Government and opposition delegations again met face-to-face on Wednesday, day three of the second round of talks in Switzerland, but the government side refused even to discuss a transition plan put forward by the opposition.
And the hard-won talks had no effect on the bloodshed at home, with the Syrian Observatory for Human Rights reporting an average daily death toll of 236 people since the launch of their first round on January 22, the highest since the uprising erupted nearly three years ago.
The observatory said the army launched an offensive backed by air power against Yabrud, the last rebel bastion in the strategic Qalamoun region.
A total of 217 civilians who wanted to escape more than 18 months of tight army blockade were evacuated from the rebel enclave on Wednesday, after the relief operation was suspended the previous day, provincial Governor Talal al-Barazi told said.
“The operation went well and smoothly,” Barazi said.
The evacuations bring the total number of people given safe passage out since Friday to more than 1400.
They came hours after 190 food parcels and 4700kg of flour were taken into the besieged rebel enclave, the Syrian Red Crescent’s head of operations Khaled Erksoussi said.

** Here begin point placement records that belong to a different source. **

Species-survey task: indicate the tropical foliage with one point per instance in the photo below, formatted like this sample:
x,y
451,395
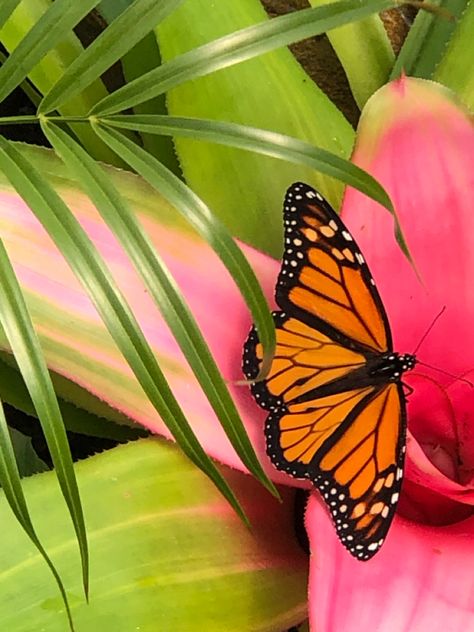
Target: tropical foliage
x,y
125,297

“There are children there, and this is very heartbreaking, that this is the first time they see a banana,” Erksoussi said.
Red Crescent staff backed by UN agencies began evacuating some of the estimated 3000 civilians trapped in besieged areas on Friday under a UN-brokered humanitarian truce between the government and the rebels.
Concern has grown, however, over the fate of some 336 male evacuees aged between 15 and 55, who UN officials say were detained for questioning by the security services as they left Homs.
According to Barazi, 111 of them have since been released.
Activists inside Homs said some men leaving had been prevented from heading to the destinations of their choice, and had been stripped of their standard issue identity cards.
The evacuations have also been marred by violence in violation of the promised truce, with aid convoys coming under fire and 14 people killed in shelling.
The operation has been welcomed internationally, and is providing desperately needed relief for civilians who have described surviving on little more than olives and wild plants.
“We will use any chance we get to get in and deliver aid and help people to leave, because we believe this chance won’t come again,” Erksoussi said.